CIBC (nyse: CM - news - people ) said Wednesday that it is a hedge counter-party with ACA Financial Guaranty, which Standard & Poor's downgraded to CCC from A, for $3.5 billion of U.S. subprime exposure. "CIBC believes there is a reasonably high probability that it will incur a large charge in its financial results for the first quarter ending Jan. 31, 2008," the bank said.

Meanwhile, Bank of America (nyse: BAC - news - people ) said last week it is anticipating another $3.3 billion in write-downs and provisions, and Wachovia (nyse: WB - news - people ) is setting aside $1 billion for expected credit costs.

Among the banks to report so far, Goldman Sachs (nyse: GS - news - people ) is the lone standout. It posted surprisingly strong profits, $7.01 a share, for the quarter and record profits of more than $11 billion for the year.

What's ironic is that the firms having the biggest problems with credit exposures tried the hardest to mimic Goldman. Morgan Stanley and Merrill threw more capital at their proprietary trading desks in recent years and took riskier bets, hoping to take advantage of booming fixed income and equity markets. Both also bought up mortgage companies near the peak of the housing boom. Both actions have led to losses.
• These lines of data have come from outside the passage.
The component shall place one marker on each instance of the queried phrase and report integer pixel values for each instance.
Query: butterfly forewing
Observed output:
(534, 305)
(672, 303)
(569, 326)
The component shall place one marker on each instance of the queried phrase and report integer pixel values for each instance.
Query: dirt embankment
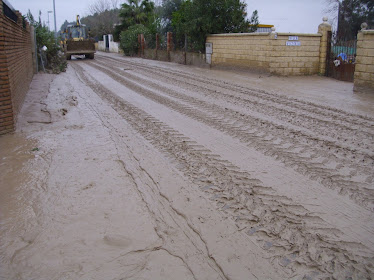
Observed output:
(132, 169)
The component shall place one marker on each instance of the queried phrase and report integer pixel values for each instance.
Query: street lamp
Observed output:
(49, 28)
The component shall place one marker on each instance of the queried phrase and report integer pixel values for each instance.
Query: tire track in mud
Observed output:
(335, 116)
(294, 238)
(344, 134)
(292, 147)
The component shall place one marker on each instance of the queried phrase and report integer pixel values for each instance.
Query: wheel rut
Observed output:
(295, 239)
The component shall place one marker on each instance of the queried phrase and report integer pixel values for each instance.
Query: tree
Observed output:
(101, 6)
(166, 13)
(198, 18)
(350, 14)
(102, 23)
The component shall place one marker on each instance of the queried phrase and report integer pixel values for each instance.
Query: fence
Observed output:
(164, 48)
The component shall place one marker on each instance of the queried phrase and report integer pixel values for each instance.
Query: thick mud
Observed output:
(132, 169)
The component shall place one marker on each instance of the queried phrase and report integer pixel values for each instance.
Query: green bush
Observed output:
(129, 38)
(53, 58)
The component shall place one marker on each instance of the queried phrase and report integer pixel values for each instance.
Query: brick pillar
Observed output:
(364, 71)
(142, 43)
(157, 44)
(19, 18)
(169, 45)
(169, 41)
(325, 30)
(33, 50)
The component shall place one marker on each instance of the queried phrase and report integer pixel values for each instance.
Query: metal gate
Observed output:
(341, 60)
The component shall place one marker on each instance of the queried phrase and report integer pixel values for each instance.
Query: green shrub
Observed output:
(129, 38)
(53, 59)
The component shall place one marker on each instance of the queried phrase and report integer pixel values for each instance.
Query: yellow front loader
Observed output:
(77, 42)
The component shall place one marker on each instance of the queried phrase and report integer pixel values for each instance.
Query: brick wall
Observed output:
(268, 52)
(272, 52)
(364, 72)
(16, 68)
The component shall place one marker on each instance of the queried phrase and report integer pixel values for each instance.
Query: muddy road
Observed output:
(133, 169)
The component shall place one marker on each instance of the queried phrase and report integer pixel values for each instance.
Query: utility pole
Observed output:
(54, 11)
(49, 28)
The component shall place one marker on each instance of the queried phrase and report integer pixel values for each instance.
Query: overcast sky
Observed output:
(300, 16)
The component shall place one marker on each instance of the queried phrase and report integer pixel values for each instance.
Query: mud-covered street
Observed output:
(123, 168)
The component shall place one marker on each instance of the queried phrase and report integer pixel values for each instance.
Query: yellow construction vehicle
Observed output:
(77, 42)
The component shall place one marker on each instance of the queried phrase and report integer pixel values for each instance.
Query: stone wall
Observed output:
(364, 72)
(278, 53)
(16, 68)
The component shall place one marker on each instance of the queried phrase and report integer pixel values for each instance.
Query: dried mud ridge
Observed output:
(331, 161)
(299, 241)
Goldman bet against the mortgage markets earlier this year while people were still piling into it, and profited big because of it. Morgan Stanley also bet against the mortgage market, putting on a $2 billion short position in the lower tranches of collateralized-debt obligations, and taking a $14 billion long position in the senior tranches. The long position spelled disaster, as the value of the senior tranches plummeted when the credit markets seized up this fall.

In a double dose of irony, while many firms are now regretting their investments in subprime mortgage companies earlier this year if not last year, Goldman is jumping in. Last week it bought Litton Loan Servicing, a subprime mortgage loan-servicing company. On a conference call Tuesday, Goldman's Chief Financial Officer David Viniar said the purchase takes advantage of distressed prices for these businesses.

"It's a business we want to be in," he said. Warning: Don't try this at home.